Plus, it’s as good of time as any to celebrate the end of the growing season and the arrival of fall.

What the Autumnal Equinox is

The autumn equinox marks the official beginning of autumn.  Never mind that you’ve felt a shift in weather patterns sometime in August or early September, we generally consider the equinox to be the beginning of fall. The equinox, for those curious, isn’t when the day is equally night and day, although it’s damn close and I’d say for all intents and purposes, we can call it that.  What the equinox actually marks is when the sun crosses the celestial equator for the first time since spring equinox.  The celestial equator is an imaginary line above the planet above the actual equator.  The sun doesn’t really move relative to the solar system–our planet moves.  Our planet is tilted so that when it reaches a certain point in its revolution around the sun, the sun dips to the south on the autumn equinox and moves to the north on the vernal or spring equinox. It’s at this point we start really racing toward less light, although the summer solstice marks the high point of the daylight hours and we begin decreasing light after that.
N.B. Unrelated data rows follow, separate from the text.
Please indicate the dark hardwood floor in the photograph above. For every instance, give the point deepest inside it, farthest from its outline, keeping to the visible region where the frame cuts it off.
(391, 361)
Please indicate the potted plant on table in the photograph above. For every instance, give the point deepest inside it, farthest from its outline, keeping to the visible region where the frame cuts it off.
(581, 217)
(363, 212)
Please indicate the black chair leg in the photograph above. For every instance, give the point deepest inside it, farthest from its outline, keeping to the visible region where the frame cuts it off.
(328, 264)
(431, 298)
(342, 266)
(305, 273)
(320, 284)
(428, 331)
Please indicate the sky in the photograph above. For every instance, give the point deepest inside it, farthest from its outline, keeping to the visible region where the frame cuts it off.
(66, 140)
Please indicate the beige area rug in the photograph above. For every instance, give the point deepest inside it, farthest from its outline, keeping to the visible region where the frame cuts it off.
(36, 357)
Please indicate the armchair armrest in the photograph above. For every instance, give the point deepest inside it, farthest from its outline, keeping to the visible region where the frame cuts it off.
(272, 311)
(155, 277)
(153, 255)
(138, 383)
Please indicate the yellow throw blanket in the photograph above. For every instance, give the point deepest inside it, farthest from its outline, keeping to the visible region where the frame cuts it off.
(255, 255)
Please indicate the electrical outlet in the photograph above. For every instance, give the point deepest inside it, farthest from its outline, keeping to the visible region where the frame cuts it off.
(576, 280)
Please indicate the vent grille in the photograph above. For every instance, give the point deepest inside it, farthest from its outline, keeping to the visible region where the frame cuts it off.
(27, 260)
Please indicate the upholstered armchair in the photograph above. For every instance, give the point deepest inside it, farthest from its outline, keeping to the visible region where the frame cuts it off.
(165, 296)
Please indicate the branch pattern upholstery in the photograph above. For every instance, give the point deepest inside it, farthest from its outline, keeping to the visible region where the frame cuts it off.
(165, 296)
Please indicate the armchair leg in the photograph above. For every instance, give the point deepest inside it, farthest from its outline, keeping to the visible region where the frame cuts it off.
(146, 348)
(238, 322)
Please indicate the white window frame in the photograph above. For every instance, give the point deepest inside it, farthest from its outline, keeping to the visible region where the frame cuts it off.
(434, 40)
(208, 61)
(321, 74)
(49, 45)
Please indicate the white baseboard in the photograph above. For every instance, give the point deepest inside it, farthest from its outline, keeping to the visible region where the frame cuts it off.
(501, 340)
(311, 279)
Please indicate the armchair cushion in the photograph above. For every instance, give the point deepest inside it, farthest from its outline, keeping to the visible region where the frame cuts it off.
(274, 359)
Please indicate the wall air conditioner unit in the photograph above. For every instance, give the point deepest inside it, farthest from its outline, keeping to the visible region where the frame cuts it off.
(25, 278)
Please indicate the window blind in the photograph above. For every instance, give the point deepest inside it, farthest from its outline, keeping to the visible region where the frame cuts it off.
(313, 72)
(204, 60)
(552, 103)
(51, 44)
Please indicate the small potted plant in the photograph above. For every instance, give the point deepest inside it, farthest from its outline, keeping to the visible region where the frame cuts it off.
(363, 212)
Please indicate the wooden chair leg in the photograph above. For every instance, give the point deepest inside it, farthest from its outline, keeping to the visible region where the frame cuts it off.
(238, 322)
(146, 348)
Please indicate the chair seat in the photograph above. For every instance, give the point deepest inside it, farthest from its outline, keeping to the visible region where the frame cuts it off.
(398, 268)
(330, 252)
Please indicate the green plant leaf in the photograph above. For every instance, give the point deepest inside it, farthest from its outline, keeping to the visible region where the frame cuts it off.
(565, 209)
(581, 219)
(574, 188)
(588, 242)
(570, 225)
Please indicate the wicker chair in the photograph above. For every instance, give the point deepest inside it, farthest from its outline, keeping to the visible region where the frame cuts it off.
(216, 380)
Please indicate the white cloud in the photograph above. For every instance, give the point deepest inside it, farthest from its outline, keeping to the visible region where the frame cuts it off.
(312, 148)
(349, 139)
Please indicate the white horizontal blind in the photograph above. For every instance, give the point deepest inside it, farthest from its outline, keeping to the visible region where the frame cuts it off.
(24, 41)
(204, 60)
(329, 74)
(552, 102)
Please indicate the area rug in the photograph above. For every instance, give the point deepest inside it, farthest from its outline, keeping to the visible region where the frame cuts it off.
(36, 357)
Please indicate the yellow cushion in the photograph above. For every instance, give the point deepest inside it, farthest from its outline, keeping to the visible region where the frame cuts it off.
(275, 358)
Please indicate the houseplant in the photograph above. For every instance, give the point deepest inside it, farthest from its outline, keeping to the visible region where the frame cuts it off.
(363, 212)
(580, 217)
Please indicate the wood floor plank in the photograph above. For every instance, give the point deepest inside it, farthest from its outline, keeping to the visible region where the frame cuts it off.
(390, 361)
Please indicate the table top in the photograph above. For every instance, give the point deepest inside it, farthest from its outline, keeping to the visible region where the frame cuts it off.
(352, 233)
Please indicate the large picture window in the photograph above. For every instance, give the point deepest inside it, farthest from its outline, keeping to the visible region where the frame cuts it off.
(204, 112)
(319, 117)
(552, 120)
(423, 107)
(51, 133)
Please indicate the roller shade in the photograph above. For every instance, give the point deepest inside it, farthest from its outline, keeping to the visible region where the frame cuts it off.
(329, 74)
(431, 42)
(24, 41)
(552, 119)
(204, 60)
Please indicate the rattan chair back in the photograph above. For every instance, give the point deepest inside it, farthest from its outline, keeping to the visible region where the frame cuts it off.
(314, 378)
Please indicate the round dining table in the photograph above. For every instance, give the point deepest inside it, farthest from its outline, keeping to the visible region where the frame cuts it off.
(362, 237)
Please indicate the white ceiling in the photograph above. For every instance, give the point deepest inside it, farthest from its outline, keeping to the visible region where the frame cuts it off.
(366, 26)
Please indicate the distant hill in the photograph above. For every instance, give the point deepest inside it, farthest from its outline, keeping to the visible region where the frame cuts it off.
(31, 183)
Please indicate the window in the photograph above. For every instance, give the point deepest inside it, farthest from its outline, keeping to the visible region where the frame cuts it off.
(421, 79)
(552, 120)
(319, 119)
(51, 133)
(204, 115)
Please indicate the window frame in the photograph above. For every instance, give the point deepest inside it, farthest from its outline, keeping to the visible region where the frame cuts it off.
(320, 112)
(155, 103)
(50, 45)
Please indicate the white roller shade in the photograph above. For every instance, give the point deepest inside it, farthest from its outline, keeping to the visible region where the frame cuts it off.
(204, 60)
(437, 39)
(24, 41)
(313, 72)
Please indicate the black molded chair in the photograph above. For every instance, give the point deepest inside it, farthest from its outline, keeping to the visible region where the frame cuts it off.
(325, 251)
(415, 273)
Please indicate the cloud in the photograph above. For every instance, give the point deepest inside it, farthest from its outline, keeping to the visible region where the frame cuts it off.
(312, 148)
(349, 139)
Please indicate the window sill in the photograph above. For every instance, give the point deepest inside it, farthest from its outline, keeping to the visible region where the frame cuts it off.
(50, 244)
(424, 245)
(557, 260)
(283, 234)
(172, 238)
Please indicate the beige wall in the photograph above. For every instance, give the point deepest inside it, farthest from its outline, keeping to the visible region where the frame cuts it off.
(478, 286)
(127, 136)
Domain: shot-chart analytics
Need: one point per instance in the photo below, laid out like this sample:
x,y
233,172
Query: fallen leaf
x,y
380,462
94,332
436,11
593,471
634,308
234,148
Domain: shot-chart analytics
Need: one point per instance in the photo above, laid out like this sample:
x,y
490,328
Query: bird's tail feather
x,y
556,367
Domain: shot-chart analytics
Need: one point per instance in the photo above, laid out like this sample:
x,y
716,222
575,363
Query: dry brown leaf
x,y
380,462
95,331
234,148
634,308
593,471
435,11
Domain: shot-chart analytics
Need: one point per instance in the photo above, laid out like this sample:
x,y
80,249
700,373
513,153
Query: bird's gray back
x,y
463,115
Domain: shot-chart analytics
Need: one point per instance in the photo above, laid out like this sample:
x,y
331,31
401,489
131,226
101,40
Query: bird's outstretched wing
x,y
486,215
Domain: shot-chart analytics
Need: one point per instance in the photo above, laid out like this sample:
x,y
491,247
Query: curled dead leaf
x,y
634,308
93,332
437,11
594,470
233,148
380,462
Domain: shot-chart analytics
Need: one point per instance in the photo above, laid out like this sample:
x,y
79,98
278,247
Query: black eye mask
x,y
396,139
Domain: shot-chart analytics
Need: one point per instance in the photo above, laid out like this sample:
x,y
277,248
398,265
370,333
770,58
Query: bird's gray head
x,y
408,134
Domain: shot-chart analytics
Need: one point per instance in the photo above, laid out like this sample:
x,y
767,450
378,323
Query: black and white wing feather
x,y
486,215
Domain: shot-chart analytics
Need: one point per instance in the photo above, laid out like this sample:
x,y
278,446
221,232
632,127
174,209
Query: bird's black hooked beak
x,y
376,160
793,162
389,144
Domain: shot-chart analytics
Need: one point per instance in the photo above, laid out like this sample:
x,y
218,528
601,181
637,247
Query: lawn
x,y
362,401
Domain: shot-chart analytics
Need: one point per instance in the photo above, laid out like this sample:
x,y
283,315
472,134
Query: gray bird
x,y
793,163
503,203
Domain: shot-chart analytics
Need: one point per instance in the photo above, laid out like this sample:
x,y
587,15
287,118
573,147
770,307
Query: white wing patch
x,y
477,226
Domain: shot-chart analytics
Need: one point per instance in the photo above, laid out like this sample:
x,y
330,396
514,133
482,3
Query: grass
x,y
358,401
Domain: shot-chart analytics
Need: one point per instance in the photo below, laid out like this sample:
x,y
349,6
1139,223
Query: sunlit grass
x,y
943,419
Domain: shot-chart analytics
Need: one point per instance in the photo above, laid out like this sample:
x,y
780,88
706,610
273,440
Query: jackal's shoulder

The earth is actually spinning like a top, only relatively slower because of the magnitude.  The pole actually wobbles and will be in a different place about 10000 years from now. 

So, Did Our Ancestors Celebrate Winter Finding?

If you want to be really picky, chances are Winter Finding wasn’t celebrated.  Instead, our ancestors may have celebrated Alfarblót which occurred around October 22nd.  Alfarblót was a more private affair for families, even though it was a harvest festival that honored Freyr and Freyja. Sort of a Thanksgiving for Heathens.

So, if they didn’t celebrate Winter Finding, should we ignore it?  Probably not.  It is, after all, the equinox, which means it’s a good of time as any to have a celebration.  It’s a goodbye to summer and hello to the autumn.  It’s also a good time to bid farewell to the harvest.  I read that it’s a good time to get mead started (yeah, I can see that) in time for Yule.  So, maybe the equinox is a time for a community harvest celebration and Alfarblót for a more private celebration?

Then, What Should We Do with Thanksgiving? 

Thanks to Magickal Graphics

The November Thanksgiving is an American holiday that has its roots in harvest festivals but has been co-opted by Christians to give thanks to their god. I suppose as a Heathen one could get stubborn and decide to not celebrate it since the fields are most likely fallow and the foods have been already put up. But at the same time, hunting season is mostly over, which gives us another bounty–game meat.  I actually delay having Thanksgiving because hunting ends that Sunday after.  Who says we can’t use it to thank Skadi and Ullr for a successful hunt?

It even makes a lot of sense, given that fall turkey puts some birds in the freezer.  So, maybe celebrate it as the end of hunting season and the start of preparing for Yule might be appropriate.

I hope I’ve given some good reasons to celebrate the autumn equinox.  Do you celebrate Mabon, Winter Finding, or the autumnal equinox as a Heathen?  I’d love to hear what you do.